Here is the harsh reality:  The MLS has to compete in a market saturated with sports… while being perhaps the fourth or fifth best draw out of the sports.  So, how does one grow the MLS in America?  The Eurosnob will quickly go capitalist on you and bemoan the salary cap, the fact that there is a profit-sharing agreement with the teams, that the MLS cannot attract the top talent with these financial restraints in place.  Granted, they cannot.  But I ask, what then the alternative?  If one remembers the NASL, the New York Cosmos did just that.  They paid enough to attract some of the best players in the game to come play in America… granted, they were a little past their prime, but the point remains.  The Cosmos instantly became the Harlem Globetrotters with the rest of the league playing the Washington Generals.  It was a phenomenal success… for about five years, when other teams tried to increase their stock by spending vast amounts of cash to attract other talent to simply keep up with the Cosmos.  It was a failure.  The teams went broke and the league folded.  How can you keep a national fan-base interested with one team winning it all every year?  We, after all are not Greece with Olympiakos, or Turkey with Galatassary.  Those leagues can afford to have a sub-par league and a singularly dominant team that competes in Europe every year because of football’s hegemony in their respective markets.  American soccer cannot and MLS knows this.  So, they grow slow.

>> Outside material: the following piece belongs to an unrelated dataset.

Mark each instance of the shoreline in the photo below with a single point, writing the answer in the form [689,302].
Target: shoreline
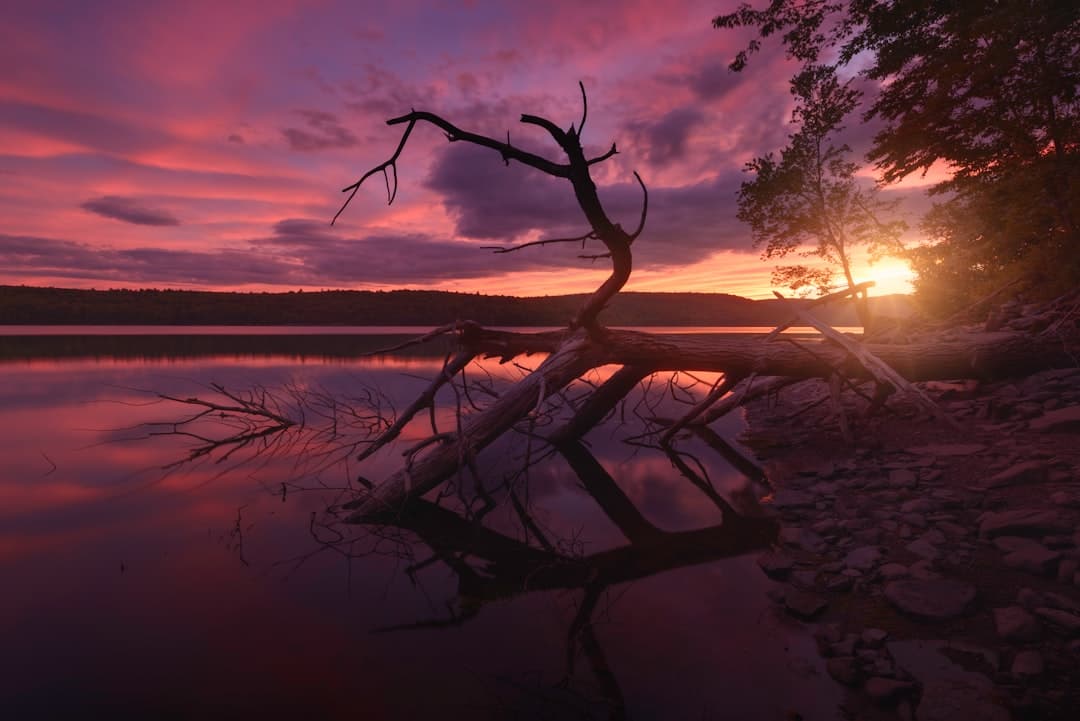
[940,567]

Small, soccer-only venues like Sporting Park are testament to MLS's small, but steady growth


How can they better grow the sport?  Well, they have done a remarkable job by starting player development like the European academies.  Hopefully soon, this will be their primary talent pool from which to draw, lessening their dependency upon the NCAA system and attracting foreign stars at the end of their careers.  They are also improving their game.  The MLS has seen an improvement in the quality of play since their start in the mid 1990s.  No longer is it hoofing it up the field and trying to knock it down to the feet of a massive 6’5” forward to clumsily take a whack at the goal.  There is an emphasis on play development, coming up from the back, building an attack, possession, etc.  MLS does still have a lot to do on the whole thuggery of the game though… but so does Stoke City.

What I see as their biggest missed opportunity is in the TV market.  Now, one can only tune into about 50 games a year on television through ESPN and FoxSports1.  It’s not a bad deal, but it televises only two or so games a week nationally.  If one wants to grow the sport into a success outside of the markets of the individual cities holding teams, there has to be an emphasis on TV deals that broadcast games to the regions.  Fans outside of the immediate markets have no attachment to a team.  It is impossible to develop a rabid fan base if one can only catch a game from a particular team twice or thrice a year.  This could be for further down the road, but it seems to me to be the primary recipe for success.

Oh, that other subset of fans outside of the Eurosnobbs?  The Domestic Fans?  Those are the MLS fans.  They, unfortunately occupy a very small minority of the American soccer Fanbase.  They are the ones who have the ability to be season-ticket holders and support their local team vociferously.  We Eurosnobs are a bit jealous of that, like an Ohio Scouser is of a real Kopite … unfortunately we don’t have the ability, or we don’t have the patience to grow the domestic sport slowly.  And lest the Domestic Fan become too depressed, we should be encouraged that our league probably ranks somewhere in the top 30 of the entire world.  That is nothing to be ashamed of considering our sport is not the top draw.  There is nothing wrong with supporting the best product in the market.  And our watching the EPL and Champions League every week cannot but help grow the sport in America, but we also cannot neglect growing the MLS.  TV execs watch the numbers.  If we tune in, we help it grow.